Province wide Question A of the plebiscite passed in 33 of the 50 districts while Question B passed in all five districts. Lethbridge and Wetaskiwin were the only cities in Alberta to vote against the proposal. It was defeated by the narrowest margins with polls showing a clear split between the north and south sections of the city. The voter turnout in the district was well above the province wide average of 46% with well over half the electors turning out to vote.

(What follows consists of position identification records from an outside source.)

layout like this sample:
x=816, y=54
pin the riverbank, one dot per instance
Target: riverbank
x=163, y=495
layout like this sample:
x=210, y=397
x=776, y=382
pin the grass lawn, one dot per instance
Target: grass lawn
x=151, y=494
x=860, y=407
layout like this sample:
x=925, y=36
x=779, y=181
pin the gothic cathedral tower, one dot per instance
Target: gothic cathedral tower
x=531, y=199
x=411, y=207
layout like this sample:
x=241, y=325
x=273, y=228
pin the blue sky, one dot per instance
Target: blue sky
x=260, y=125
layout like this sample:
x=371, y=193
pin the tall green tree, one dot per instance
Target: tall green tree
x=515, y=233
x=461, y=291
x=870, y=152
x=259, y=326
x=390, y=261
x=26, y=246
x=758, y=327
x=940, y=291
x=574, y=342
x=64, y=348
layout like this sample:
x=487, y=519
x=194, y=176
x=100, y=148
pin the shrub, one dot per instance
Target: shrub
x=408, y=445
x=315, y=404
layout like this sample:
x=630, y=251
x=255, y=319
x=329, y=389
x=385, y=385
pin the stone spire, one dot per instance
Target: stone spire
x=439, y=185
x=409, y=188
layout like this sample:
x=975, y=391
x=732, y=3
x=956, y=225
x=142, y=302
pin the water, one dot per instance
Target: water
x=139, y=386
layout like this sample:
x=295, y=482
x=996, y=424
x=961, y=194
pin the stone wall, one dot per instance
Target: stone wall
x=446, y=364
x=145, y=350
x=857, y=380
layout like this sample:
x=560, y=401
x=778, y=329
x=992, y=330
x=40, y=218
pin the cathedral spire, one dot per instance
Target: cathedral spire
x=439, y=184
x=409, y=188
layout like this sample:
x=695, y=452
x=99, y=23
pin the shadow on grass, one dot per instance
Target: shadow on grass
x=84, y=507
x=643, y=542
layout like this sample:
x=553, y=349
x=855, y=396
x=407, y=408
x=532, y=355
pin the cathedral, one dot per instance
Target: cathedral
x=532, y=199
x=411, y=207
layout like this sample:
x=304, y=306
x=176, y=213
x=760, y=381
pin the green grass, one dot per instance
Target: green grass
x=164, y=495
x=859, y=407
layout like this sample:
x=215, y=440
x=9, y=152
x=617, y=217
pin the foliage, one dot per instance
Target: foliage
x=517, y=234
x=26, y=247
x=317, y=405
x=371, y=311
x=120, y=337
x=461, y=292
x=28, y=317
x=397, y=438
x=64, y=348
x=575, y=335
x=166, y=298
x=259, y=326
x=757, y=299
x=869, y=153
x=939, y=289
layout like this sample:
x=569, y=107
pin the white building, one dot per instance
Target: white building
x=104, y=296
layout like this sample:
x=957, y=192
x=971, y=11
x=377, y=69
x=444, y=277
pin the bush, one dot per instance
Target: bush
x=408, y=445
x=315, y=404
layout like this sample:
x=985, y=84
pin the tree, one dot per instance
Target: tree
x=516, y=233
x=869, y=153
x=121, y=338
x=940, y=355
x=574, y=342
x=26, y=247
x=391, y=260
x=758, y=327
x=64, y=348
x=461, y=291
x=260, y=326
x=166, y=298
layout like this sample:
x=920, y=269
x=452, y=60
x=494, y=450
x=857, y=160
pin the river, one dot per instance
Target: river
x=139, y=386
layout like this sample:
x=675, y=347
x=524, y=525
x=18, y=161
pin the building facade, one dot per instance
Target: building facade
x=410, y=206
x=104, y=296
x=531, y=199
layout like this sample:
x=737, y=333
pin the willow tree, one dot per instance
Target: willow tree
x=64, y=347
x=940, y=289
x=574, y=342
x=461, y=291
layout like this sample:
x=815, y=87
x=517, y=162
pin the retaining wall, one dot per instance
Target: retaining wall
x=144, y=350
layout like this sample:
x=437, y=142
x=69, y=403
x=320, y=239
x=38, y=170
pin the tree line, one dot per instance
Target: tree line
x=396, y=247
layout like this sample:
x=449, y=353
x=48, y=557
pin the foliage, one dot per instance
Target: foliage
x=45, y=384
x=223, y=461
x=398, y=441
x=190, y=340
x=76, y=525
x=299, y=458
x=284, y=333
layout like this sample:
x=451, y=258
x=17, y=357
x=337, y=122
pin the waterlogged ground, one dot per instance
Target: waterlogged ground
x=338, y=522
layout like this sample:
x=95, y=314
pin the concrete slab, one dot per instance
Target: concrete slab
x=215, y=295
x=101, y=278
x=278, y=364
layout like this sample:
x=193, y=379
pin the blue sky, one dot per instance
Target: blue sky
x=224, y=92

Official district returns were released to the public on December 31, 1957. The Social Credit government in power at the time did not considered the results binding. However the results of the vote led the government to repeal all existing liquor legislation and introduce an entirely new Liquor Act.

Municipal districts lying inside electoral districts that voted against the Plebiscite such as Lethbridge were designated Local Option Zones by the Alberta Liquor Control Board and considered effective dry zones, business owners that wanted a licence had to petition for a binding municipal plebiscite in order to be granted a licence.